Curated by: Veronica Caciolli
Palazzo Pretorio Museum is pleased to host the first solo exhibition in Prato by Simone Pellegrini. The exhibition is part of Pretorio Studio, the device that from 2016 opens to the interpretation of contemporary artists its own layered cultural heritage, over a period of over seven centuries.
Despite the intense exhibition activity of the Bolognese painter, the one at Palazzo Pretorio represents his first intervention in a museum of ancient and modern art. The results of this intimate and unusual rendez-vous will culminate in the production of a new big work, accompanied on show by the choir of some selected previous works made from 2012 to 2019, in formal and conceptual resonance.

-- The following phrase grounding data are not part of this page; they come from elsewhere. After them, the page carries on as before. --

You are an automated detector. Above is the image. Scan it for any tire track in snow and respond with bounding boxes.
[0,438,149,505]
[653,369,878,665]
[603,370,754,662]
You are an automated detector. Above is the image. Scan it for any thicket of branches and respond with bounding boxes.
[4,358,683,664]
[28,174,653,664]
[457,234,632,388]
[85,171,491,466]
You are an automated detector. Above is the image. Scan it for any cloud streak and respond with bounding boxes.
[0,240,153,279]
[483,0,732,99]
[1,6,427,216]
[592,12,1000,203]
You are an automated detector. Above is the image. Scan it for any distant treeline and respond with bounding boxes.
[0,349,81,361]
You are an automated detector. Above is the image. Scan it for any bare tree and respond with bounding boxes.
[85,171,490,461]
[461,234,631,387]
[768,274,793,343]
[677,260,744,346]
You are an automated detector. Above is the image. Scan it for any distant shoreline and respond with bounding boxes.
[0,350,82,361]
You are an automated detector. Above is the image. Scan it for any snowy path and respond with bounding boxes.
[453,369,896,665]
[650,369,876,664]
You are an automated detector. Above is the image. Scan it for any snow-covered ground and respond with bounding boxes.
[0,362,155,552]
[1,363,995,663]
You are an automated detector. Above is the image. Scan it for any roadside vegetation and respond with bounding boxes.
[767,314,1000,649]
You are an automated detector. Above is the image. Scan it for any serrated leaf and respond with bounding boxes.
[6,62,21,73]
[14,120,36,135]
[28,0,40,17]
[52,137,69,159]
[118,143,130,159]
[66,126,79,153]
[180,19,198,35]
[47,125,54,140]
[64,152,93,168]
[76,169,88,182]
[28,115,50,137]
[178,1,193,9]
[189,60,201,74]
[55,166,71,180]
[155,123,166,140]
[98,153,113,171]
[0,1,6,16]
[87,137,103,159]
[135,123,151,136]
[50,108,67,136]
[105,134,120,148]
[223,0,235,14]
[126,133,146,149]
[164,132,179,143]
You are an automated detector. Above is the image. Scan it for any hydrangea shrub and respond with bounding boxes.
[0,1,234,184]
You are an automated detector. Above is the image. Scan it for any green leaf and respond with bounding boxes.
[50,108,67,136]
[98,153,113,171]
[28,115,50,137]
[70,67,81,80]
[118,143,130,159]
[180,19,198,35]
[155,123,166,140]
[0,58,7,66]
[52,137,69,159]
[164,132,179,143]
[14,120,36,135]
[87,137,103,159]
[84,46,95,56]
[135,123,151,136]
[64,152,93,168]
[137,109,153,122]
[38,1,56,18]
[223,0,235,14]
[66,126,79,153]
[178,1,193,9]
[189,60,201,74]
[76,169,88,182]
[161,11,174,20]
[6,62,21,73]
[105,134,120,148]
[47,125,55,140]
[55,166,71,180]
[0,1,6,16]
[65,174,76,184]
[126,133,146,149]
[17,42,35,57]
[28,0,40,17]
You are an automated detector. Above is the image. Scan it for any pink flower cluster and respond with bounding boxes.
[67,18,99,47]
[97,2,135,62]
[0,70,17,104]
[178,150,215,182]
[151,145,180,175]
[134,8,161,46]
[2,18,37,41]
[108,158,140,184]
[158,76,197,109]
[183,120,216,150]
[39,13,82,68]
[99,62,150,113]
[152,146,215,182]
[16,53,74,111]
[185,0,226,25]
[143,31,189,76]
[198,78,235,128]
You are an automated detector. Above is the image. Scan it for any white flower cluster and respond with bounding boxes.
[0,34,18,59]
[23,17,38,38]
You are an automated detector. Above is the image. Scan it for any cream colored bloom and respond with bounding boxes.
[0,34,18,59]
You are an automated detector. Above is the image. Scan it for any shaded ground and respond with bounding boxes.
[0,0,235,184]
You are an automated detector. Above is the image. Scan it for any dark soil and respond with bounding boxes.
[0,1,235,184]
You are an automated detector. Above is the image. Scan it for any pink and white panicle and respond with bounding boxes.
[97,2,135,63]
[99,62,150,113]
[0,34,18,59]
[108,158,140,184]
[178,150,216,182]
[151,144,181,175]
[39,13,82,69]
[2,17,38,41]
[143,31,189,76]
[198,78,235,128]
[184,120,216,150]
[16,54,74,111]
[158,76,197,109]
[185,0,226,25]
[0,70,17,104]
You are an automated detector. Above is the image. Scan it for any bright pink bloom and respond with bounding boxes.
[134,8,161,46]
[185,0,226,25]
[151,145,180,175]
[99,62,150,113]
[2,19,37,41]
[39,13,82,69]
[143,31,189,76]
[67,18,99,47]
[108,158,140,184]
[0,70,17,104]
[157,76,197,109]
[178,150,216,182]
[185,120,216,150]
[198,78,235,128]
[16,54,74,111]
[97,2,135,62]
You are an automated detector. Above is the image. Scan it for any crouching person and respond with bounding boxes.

Since 1996, Simone Pellegrini's work evokes archaic landscapes, cosmogonies and cartographies that recall ancient, mystical and pagan iconographies, in a temporal movement from possible demiurgic origins to the Middle Ages. His work is an archaeological dig in the collective and unconscious memory. Sometimes it has been referred to psychology and psychoanalysis, from Freud's theories of sexuality to Jung's archetypes.
Moreover, his technical and productive process seems to respect laws and rituals, from the rigid and recurrent triadic grammar of primary colors, to the choice of the monotype (from the ancient Greek, single imprint) a matrix created by the artist to make single pieces of the composition, used only one time and then destroyed: thus attributing to the work a character of uniqueness, unrepeatability and irreproducibility.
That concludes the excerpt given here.